III – À la racine de notre foi : le témoignage, et la rencontre personnelle
Voilà sur quoi se fonde notre Foi dans la Résurrection. Des témoins, dignes de foi, Marie, et Paul fait toute une liste : Marie, Pierre, Jean, les apôtres , et ensuite plusieurs disciples, ceux qui étaient sur le chemin d’Emmaüs, et ensuite cinq cents à la fois, plein de monde a vu Jésus, a mangé avec Lui, a touché Jésus. Alors, c’est vieux, c’est ancien, presque 2000 ans, et pourtant, depuis, on se le transmet. C’est un témoignage qui est véridique. Mais, là encore, cela ne suffirait pas, pour que huit d’entre nous, neuf en comptant le bébé, et trois encore après la messe, et pendant des mois après cette messe, beaucoup de bébés vont être baptisés. Pour que tous ces baptêmes aient lieu, il faut quelque chose de plus. C’est que Dieu le Christ veut entrer en relation avec nous directement. Il veut nous parler. On ne L’entend pas avec nos oreilles, on ne Le voit pas avec nos yeux, mais on Le sent dans notre… cœur (Victor à répondu). Merci Victor, on le sent dans notre cœur. Il est là, Il est ressuscité, ça change tout. Et c’est pour cela que l’on a fait des trucs délirants ! C’est pour cela que l’on a construit des églises qui font 400 mètres de long et 93 mètres de haut, et que si elles brûlent la question n’est pas d’avoir un beau lieu pour les touristes, un milliard d’euros pour des touristes, ce ne serait pas juste, ce serait disproportionné. Non, mais si c’est le lieu privilégié où nous pouvons rencontrer Dieu, alors là ça vaut le coup. Comme tout à l’heure, si on privilégie Dieu et qu’on laisse tomber les hommes, cela ne marche pas non plus, car cela va ensemble. On ne peut pas séparer les deux. Et, de fait, cette église est ouverte à tous. À tous. À tous… Vous avez compris que je pourrais parler comme ça pendant des heures, mais je vais m’arrêter.
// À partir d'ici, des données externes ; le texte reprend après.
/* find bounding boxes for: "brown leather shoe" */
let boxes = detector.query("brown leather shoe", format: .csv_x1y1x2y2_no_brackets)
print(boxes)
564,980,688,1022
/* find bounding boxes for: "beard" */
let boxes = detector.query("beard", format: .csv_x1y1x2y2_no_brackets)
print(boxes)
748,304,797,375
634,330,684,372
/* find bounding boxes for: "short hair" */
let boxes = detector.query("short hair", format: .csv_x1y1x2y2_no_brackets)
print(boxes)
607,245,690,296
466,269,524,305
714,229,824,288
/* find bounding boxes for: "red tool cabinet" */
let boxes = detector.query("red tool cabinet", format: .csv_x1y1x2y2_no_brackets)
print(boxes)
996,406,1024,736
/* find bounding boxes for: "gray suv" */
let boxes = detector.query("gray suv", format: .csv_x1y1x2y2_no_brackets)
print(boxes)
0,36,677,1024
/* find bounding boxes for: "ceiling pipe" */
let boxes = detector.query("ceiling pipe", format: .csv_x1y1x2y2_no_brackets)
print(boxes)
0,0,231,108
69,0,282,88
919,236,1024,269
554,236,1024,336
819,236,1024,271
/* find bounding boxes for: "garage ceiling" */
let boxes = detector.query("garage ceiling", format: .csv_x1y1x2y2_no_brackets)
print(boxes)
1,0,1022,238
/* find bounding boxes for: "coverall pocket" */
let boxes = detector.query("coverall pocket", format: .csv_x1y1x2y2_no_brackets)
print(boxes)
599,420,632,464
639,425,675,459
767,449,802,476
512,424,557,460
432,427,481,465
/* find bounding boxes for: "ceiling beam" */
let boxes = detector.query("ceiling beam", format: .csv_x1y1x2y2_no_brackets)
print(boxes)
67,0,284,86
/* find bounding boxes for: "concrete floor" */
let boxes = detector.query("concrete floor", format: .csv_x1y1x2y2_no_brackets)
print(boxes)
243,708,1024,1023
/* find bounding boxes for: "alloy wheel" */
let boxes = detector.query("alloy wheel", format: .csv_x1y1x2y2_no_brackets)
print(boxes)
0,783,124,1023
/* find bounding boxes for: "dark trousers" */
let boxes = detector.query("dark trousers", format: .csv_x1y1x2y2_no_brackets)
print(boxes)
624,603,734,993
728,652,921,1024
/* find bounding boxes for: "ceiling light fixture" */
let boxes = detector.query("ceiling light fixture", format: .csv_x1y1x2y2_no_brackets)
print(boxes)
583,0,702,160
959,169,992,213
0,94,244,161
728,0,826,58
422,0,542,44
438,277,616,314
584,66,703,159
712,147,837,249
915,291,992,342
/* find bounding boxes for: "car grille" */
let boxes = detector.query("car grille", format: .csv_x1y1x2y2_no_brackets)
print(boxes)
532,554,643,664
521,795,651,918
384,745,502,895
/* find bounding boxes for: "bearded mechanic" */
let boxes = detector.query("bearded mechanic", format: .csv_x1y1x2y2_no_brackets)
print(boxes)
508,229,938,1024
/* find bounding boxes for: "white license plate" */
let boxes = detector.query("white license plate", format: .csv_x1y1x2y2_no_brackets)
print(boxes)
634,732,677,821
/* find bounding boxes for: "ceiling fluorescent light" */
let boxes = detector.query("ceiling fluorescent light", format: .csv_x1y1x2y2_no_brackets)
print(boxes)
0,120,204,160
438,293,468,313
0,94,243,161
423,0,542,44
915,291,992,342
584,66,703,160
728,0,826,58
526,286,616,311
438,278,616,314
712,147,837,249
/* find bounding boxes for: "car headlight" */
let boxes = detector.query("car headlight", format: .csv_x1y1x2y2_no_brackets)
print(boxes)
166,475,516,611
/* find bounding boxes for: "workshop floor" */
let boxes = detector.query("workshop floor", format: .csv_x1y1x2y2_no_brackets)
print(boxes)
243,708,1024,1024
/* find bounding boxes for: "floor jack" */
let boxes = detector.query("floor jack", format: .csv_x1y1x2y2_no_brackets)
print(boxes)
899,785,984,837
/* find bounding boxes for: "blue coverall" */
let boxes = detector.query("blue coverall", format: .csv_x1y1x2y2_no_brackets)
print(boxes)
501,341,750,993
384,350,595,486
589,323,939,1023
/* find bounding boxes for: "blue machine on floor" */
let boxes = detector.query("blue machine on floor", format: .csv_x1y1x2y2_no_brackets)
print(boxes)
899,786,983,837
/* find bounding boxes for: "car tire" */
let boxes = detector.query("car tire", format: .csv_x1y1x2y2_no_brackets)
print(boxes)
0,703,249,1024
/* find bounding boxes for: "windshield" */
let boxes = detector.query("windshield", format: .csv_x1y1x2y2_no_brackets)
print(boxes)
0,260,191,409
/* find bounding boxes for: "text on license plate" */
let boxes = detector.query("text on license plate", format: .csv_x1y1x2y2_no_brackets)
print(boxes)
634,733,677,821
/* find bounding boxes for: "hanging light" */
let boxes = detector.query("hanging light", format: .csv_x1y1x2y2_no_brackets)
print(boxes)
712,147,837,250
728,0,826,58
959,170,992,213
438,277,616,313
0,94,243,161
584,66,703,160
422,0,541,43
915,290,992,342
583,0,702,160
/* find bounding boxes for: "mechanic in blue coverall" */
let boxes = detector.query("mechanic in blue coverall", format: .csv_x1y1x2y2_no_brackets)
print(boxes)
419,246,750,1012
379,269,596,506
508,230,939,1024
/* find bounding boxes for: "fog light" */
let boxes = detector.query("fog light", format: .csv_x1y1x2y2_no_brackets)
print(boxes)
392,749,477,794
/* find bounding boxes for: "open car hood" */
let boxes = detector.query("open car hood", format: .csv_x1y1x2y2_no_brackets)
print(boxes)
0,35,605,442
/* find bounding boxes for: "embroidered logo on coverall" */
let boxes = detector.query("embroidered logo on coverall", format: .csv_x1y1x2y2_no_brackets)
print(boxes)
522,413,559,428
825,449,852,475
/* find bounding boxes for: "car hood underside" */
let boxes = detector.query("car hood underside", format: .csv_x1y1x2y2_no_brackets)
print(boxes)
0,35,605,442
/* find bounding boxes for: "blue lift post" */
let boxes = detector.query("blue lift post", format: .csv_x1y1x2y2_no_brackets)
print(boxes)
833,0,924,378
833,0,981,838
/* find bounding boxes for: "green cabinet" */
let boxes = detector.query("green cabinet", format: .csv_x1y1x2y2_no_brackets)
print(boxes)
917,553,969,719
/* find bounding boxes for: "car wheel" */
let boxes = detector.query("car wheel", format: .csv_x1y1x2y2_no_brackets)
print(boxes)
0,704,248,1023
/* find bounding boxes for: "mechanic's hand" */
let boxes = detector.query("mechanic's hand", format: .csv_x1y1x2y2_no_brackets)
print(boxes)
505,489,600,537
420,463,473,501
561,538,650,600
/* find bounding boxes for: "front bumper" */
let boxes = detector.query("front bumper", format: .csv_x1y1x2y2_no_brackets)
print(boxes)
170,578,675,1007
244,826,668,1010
Première conclusion : se convertir
Aujourd’hui la Résurrection du Christ est l’occasion de se poser cette question : et pour moi, le Christ est-il vraiment vivant ? Est-ce que ça change ma vie que de savoir que Jésus est vivant ? Est-ce que j’accepte de me laisser emporter dans ce mouvement qui va me donner la vraie joie et le vrai bonheur, dans ce mouvement qui est celui de l’amour ? Est-ce que j’accepte de prendre mon temps, mon énergie pour louer Dieu, lui dire merci ? Est-ce que j’accepte de prendre mon temps, mon énergie pour servir mes frères ?
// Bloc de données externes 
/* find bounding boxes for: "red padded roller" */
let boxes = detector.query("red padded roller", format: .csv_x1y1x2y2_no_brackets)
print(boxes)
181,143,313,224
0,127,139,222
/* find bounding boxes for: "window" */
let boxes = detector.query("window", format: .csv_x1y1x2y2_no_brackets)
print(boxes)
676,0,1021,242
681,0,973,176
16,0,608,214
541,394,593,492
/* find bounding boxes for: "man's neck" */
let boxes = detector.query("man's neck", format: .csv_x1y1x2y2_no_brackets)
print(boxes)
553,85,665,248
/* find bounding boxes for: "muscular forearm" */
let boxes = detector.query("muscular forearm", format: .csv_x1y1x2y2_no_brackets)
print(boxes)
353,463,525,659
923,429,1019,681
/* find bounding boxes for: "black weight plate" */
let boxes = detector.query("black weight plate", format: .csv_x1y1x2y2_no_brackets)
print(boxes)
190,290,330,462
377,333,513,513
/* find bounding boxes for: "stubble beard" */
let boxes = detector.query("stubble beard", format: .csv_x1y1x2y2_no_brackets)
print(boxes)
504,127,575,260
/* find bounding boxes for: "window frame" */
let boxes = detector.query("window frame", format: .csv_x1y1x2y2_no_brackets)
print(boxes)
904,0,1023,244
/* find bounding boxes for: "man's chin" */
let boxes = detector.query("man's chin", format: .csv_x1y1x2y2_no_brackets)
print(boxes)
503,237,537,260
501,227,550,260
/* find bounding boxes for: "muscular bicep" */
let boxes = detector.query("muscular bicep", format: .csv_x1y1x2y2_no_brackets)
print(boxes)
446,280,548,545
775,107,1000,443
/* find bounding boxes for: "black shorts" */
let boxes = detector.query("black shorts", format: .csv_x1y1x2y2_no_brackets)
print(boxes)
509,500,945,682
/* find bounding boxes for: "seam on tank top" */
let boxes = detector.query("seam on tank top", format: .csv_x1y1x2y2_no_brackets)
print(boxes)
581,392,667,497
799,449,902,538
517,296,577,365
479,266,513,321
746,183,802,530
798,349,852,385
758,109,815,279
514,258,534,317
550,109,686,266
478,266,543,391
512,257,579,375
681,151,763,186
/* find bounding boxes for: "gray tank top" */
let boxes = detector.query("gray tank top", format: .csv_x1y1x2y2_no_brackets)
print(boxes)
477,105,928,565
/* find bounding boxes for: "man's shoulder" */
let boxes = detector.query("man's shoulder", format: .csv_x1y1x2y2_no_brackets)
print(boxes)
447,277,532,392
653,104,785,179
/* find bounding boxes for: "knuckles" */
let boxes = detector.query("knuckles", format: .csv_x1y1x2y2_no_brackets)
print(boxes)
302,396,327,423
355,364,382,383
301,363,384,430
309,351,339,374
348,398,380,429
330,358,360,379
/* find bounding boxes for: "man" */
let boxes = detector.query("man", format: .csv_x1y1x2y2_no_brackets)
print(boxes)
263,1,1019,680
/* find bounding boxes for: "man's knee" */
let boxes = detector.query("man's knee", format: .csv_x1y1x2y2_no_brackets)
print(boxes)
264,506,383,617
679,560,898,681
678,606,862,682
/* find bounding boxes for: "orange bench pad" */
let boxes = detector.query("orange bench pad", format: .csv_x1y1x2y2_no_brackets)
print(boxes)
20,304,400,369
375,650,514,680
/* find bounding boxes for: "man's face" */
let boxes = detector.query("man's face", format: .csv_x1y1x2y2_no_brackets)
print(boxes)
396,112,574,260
Deuxième conclusion : les missions du huilé
Je conclus –
deuxième conclusion – parce ça, c’est exactement ce que l’on trouve dans les
rites que nous allons vivre maintenant : les rites du baptême ; nous
mettons l’eau, signe de l’Esprit Saint qui va s’installer dans le cœur de ces
enfants. Signe de l’Esprit Saint qui est dans notre cœur. Et puis, ensuite on
va oindre avec de l’huile. En grec, l’huile se dit « chrisme », c’est
le mot qui a donné « chrétien ». En fait, si on traduisait le mot « chrétien »
cela voudrait dire « huilé ». On a de la chance que cela vienne du
grec, sinon on dirait de nous qu’on est des « huilés. En fait, au départ,
c’était pour se moquer de nous. Et puis, l’huile c’est important. Quand on est
huilé, c’est qu’on est choisi par Dieu pour être un messie – ça veut dire huilé
aussi -, pour être un Christ, pour être un envoyé ; et un chrétien qui est
connecté au Christ par le baptême, il a trois missions :
la première, c’est d’être un prêtre.
Le peuple tout entier est prêtre, cela veut dire que dans sa mission propre,
votre mission, notre mission, il y a de porter le monde dans notre prière.
Chaque jour, quand vous prenez un petit temps de prière, vous êtes chrétien,
votre prière est au Christ, le Christ porte le monde par vous. Belle
mission ! D’où l‘intérêt de prier tous les jours : nos églises sont
ouvertes, n’hésitez pas à y rentrer.
Deuxième mission : prophète !
Prophète, c’est le fait de parler de Dieu, ou de témoigner de Dieu : cela
va ensemble, si je parle mais que je ne fais pas, cela ne fonctionne pas. Le
prophète par excellence, c’est Marie-Madeleine : elle va annoncer la Bonne
Nouvelle : « J’ai vu Jésus, le
Ressuscité ».
Et puis, la troisième mission, c’est Roi.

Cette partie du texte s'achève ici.